A boa notícia, diz ele, é que isto deve mudar rapidamente com a novidade das prescrições recentemente liberadas e que valem desde março de 2020. É bem provável que, daqui para frente, a justiça brasileira seja menos implacável no endosso de punições trabalhistas relacionadas ao consumo da maconha. Segundo o advogado Milton Gurgel declarou ao site Cannigma, a expectativa é de que a Justiça do Trabalho brasileira reveja seus procedimentos. Também se espera a intensificação desse debate nos sindicatos e empresas.
Como o Tema Cannabis x Ambiente Profissional é Conduzido no Mundo?
De 10 anos para cá, as primeiras legislações normalizando a cannabis para uso medicinal foram estabelecidas em diferentes países da Europa e também em dezenas de Estados norte-americanos. Se consolidaram igualmente países de perfis tão díspares como Canadá, Israel, Sri Lanka e Zimbabwe.
Na América Latina, até janeiro de 2020, já havia regulamentações aprovadas na Argentina, Colômbia, Peru, Uruguai e, mais recentemente, Brasil. No México, onde a liberação medicinal está pronta para ir a voto no parlamento, o governo já discute a liberação do plantio, exportação e uso recreativo.
Nos Estados Unidos, por exemplo, mesmo nos Estados onde até o consumo recreativo já é liberado por lei, não há uma normativa clara quanto à utilização no ambiente de trabalho. Há casos de empresas norte-americanas que aceitam o uso da medicação em seus espaços profissionais ou a presença de cannabis em testes sanguíneos dos funcionários, desde que estes tenham sido formalmente aceitos no programa medicinal do governo. Mas há uma grande parcela que pende para a aplicação da legislação federal, muito menos tolerante à cannabis.
No caso do Canadá, o consumo da cannabis no trabalho é melhor tolerado que em outras partes do mundo quando ancorado em prescrição.

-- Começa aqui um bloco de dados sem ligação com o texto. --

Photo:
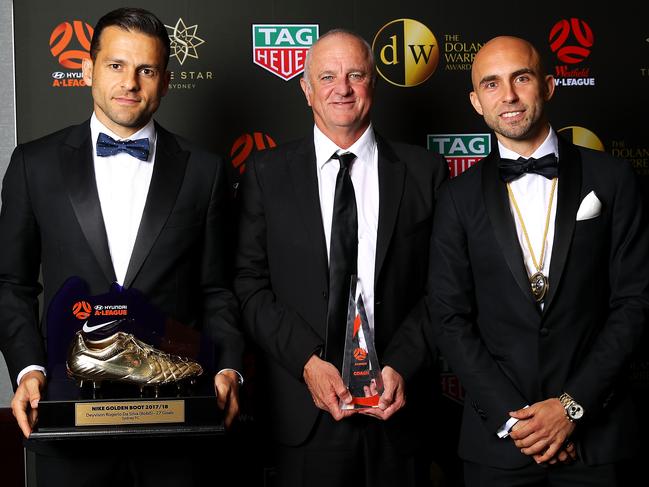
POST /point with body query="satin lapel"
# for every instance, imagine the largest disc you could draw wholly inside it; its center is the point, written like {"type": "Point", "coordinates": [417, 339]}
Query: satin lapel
{"type": "Point", "coordinates": [569, 189]}
{"type": "Point", "coordinates": [78, 171]}
{"type": "Point", "coordinates": [391, 179]}
{"type": "Point", "coordinates": [167, 178]}
{"type": "Point", "coordinates": [497, 206]}
{"type": "Point", "coordinates": [301, 166]}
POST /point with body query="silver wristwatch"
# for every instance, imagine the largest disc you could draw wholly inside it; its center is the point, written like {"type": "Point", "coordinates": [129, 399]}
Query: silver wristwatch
{"type": "Point", "coordinates": [574, 410]}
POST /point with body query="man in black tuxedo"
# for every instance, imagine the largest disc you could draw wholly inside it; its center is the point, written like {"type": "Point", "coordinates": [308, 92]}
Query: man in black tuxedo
{"type": "Point", "coordinates": [539, 289]}
{"type": "Point", "coordinates": [286, 255]}
{"type": "Point", "coordinates": [153, 218]}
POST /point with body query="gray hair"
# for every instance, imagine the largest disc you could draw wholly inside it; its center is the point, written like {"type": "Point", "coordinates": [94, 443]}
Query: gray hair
{"type": "Point", "coordinates": [340, 31]}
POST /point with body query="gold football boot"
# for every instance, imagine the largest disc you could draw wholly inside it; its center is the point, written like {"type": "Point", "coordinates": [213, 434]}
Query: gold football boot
{"type": "Point", "coordinates": [123, 358]}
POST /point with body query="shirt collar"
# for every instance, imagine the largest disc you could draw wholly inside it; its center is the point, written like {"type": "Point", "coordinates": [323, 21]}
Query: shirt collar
{"type": "Point", "coordinates": [148, 131]}
{"type": "Point", "coordinates": [363, 148]}
{"type": "Point", "coordinates": [550, 145]}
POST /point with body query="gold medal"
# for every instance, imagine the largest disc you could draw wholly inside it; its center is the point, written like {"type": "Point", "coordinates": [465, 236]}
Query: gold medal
{"type": "Point", "coordinates": [539, 285]}
{"type": "Point", "coordinates": [538, 281]}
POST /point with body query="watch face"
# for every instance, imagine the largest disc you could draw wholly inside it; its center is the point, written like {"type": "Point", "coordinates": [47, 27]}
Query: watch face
{"type": "Point", "coordinates": [575, 411]}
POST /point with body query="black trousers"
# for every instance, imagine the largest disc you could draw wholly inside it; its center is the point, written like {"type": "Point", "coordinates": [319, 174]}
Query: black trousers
{"type": "Point", "coordinates": [533, 475]}
{"type": "Point", "coordinates": [352, 452]}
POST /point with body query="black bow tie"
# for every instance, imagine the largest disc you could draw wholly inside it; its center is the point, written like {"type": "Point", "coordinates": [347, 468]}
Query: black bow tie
{"type": "Point", "coordinates": [107, 146]}
{"type": "Point", "coordinates": [510, 169]}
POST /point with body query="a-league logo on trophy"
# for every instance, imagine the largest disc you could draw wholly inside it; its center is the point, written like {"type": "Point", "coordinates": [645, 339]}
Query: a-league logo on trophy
{"type": "Point", "coordinates": [361, 371]}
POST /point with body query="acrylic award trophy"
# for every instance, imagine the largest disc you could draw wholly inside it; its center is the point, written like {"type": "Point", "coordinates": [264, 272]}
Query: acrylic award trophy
{"type": "Point", "coordinates": [361, 372]}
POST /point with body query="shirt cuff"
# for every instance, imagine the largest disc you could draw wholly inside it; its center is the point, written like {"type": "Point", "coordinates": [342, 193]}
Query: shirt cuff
{"type": "Point", "coordinates": [503, 431]}
{"type": "Point", "coordinates": [29, 368]}
{"type": "Point", "coordinates": [240, 381]}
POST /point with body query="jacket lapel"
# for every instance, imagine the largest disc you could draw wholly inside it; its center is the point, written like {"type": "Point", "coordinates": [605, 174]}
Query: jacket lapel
{"type": "Point", "coordinates": [391, 181]}
{"type": "Point", "coordinates": [301, 166]}
{"type": "Point", "coordinates": [497, 205]}
{"type": "Point", "coordinates": [569, 190]}
{"type": "Point", "coordinates": [167, 178]}
{"type": "Point", "coordinates": [78, 172]}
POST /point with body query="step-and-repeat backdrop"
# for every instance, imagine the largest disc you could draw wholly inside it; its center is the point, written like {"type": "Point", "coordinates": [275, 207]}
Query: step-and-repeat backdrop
{"type": "Point", "coordinates": [236, 66]}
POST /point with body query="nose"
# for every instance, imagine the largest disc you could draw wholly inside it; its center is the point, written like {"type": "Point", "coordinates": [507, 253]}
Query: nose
{"type": "Point", "coordinates": [510, 95]}
{"type": "Point", "coordinates": [130, 81]}
{"type": "Point", "coordinates": [343, 86]}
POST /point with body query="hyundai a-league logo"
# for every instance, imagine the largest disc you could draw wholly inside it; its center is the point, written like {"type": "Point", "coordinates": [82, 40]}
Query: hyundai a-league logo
{"type": "Point", "coordinates": [184, 41]}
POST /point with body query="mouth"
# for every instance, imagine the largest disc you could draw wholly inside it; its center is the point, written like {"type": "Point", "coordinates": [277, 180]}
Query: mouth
{"type": "Point", "coordinates": [511, 115]}
{"type": "Point", "coordinates": [124, 100]}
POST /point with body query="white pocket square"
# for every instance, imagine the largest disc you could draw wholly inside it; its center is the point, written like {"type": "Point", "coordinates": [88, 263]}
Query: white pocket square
{"type": "Point", "coordinates": [590, 207]}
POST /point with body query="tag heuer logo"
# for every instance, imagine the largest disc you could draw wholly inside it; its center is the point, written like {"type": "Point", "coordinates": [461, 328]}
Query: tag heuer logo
{"type": "Point", "coordinates": [460, 150]}
{"type": "Point", "coordinates": [281, 49]}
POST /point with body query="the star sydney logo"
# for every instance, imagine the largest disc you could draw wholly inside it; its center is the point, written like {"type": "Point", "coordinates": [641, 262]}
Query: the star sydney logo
{"type": "Point", "coordinates": [184, 41]}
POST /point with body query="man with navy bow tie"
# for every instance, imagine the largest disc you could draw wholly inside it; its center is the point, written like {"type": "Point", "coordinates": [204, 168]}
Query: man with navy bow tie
{"type": "Point", "coordinates": [117, 199]}
{"type": "Point", "coordinates": [539, 290]}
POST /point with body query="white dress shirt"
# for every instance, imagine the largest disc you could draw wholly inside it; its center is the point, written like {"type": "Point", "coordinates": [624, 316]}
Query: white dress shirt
{"type": "Point", "coordinates": [123, 185]}
{"type": "Point", "coordinates": [365, 178]}
{"type": "Point", "coordinates": [532, 193]}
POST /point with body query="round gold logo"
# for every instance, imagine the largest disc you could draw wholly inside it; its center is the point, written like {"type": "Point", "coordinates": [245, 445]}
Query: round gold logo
{"type": "Point", "coordinates": [582, 137]}
{"type": "Point", "coordinates": [406, 52]}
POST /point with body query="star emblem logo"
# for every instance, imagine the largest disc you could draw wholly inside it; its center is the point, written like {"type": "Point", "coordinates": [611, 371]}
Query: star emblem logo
{"type": "Point", "coordinates": [184, 41]}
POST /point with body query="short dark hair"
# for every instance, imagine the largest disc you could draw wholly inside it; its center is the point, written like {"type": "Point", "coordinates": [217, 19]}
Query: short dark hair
{"type": "Point", "coordinates": [131, 19]}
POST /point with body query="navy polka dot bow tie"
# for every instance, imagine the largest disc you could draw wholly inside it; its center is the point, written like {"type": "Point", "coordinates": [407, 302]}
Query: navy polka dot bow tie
{"type": "Point", "coordinates": [107, 146]}
{"type": "Point", "coordinates": [510, 169]}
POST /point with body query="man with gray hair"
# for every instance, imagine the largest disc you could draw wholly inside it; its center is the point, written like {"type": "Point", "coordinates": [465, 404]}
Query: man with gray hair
{"type": "Point", "coordinates": [343, 201]}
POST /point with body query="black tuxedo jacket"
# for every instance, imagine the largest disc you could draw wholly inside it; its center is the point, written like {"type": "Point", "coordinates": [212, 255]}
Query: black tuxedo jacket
{"type": "Point", "coordinates": [51, 216]}
{"type": "Point", "coordinates": [509, 353]}
{"type": "Point", "coordinates": [282, 275]}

Tal como acontece com o tabaco, é proibido fumar internamente, mas há menos restrições sobre o uso externo pelo trabalhador, desde que este não compareça ao trabalho sob efeito psicoativo notório a ponto de comprometer sua conduta ou produtividade.
A legislação canadense também é favorável à ingestão de comprimidos, gomas de mascar ou óleos contendo extratos não psicoativos da planta no ambiente profissional, sempre sob prescrição. O mesmo não se aplica a biscoitos, balas e guloseimas alucinógenas (não medicinais), as quais são encaradas de forma semelhante ao consumo de álcool.
Seja como for, em uma pesquisa recente, 8% dos trabalhadores canadenses relataram não ser repreendidos pelos seus patrões por fazer uso recreativo de maconha.
Conclusão
Por ora, o universo do trabalho no Brasil e no mundo permanece refratário ou, no máximo, em compasso de espera no tocante à sua visão a respeito do consumo de cannabis medicinal em ambientes profissionais. Apenas em pequenas empresas em alguns segmentos (os ditos setores “criativos”, como publicidade, design e artes) se nota uma atitude mais tolerante frente à planta.